Add strict pipeline chain failure semantics.

Treat only ignored exit statuses as exceptions.

The $PSStrictPipeLineChain preference variable would govern the exit status in the last command of a pipeline. Possible values would be:

  • $false: (the default) would ignore $false exit status on the last command. This is the same as existing PowerShell treatment of this case.
  • $true: for a pipeline that is being used in a conditional context (see above), and where the exit status of the last command in the pipeline is $false, would create a terminating error from the non-terminating errors in the command error stream.

This should improve on the basic specification by allowing the idiom to be usefully combined with pipeline chaining.

Use dynamic scope/Set-StrictMode

This approach implements dynamic scoping for native command error management using a cmdlet.

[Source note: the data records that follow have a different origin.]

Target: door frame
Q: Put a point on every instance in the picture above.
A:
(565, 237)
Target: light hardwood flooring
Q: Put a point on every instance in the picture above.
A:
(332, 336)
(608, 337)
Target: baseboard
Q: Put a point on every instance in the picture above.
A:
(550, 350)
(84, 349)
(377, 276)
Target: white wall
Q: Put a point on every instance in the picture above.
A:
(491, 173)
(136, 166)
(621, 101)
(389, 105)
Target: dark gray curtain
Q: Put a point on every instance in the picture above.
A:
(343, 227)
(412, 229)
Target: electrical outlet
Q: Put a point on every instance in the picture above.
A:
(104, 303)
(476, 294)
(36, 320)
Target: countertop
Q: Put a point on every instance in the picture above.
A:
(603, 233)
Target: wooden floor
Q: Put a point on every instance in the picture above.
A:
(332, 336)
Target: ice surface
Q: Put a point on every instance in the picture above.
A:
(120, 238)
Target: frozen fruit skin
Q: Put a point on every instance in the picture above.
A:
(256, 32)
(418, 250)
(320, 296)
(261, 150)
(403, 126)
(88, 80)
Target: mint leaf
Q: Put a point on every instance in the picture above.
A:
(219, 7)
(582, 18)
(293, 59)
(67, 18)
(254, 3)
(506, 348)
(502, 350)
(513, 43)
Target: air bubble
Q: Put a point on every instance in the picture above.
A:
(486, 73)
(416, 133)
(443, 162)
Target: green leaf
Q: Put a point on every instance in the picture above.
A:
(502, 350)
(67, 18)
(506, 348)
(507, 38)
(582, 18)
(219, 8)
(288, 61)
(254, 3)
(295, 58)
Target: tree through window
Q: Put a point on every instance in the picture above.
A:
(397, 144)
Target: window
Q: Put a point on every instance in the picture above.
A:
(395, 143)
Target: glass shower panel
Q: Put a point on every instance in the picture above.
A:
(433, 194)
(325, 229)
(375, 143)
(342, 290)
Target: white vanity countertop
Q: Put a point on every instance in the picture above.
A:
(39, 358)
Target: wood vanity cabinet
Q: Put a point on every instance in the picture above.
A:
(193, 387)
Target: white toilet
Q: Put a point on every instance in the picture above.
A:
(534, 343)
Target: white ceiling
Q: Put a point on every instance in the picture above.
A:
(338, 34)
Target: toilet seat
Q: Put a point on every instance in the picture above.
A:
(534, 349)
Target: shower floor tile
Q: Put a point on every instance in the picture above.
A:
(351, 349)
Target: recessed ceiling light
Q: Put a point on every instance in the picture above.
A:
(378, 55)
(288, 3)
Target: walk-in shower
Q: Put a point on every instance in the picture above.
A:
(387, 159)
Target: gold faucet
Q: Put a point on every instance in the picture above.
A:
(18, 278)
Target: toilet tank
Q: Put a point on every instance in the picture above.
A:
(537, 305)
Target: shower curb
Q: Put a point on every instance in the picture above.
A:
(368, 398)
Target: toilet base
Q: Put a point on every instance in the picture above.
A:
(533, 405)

Some of the above would be enabled with Set-StrictMode -version 6 instead of with boolean preference variables.

The dynamic scoping approach would improve on earlier listed approaches by limiting the scope of error handling configuration so that script functions could not have an effect on the error handling mode in the calling scope.

If Set-StrictMode is used for this, it would need to enable some combination of enhancements that will not raise errors on scripts that have already implemented strong native command error handling.

Use lexical scope/Exception handling extensions

Dynamic scoping approach would have side-effects on called scripts. This is analogous to the behavior of Bourne type shells, which maintain this behavior for historic compatibility reasons.

Lexical scoping of native command error handling would improve on earlier options by integrating native command error handling fully into the existing exception handling without any side-effects in calling or called scripts.

With this approach, native command error handling mode would be used through language syntax instead of preference variables or cmdlets. A possible syntax might be to add a strictness option to the try statement which applies to the lexical scope of the try statement.

Lexical scope requires more runtime overhead; a mapping must be maintained at runtime between each runtime scope and its corresponding lexical scope that existed at parse-time. In addition, lexical scope may not apply well to errors. Errors produce stack traces at runtime and should be handled in a runtime-facing way. For these reasons, this alternative is not under consideration.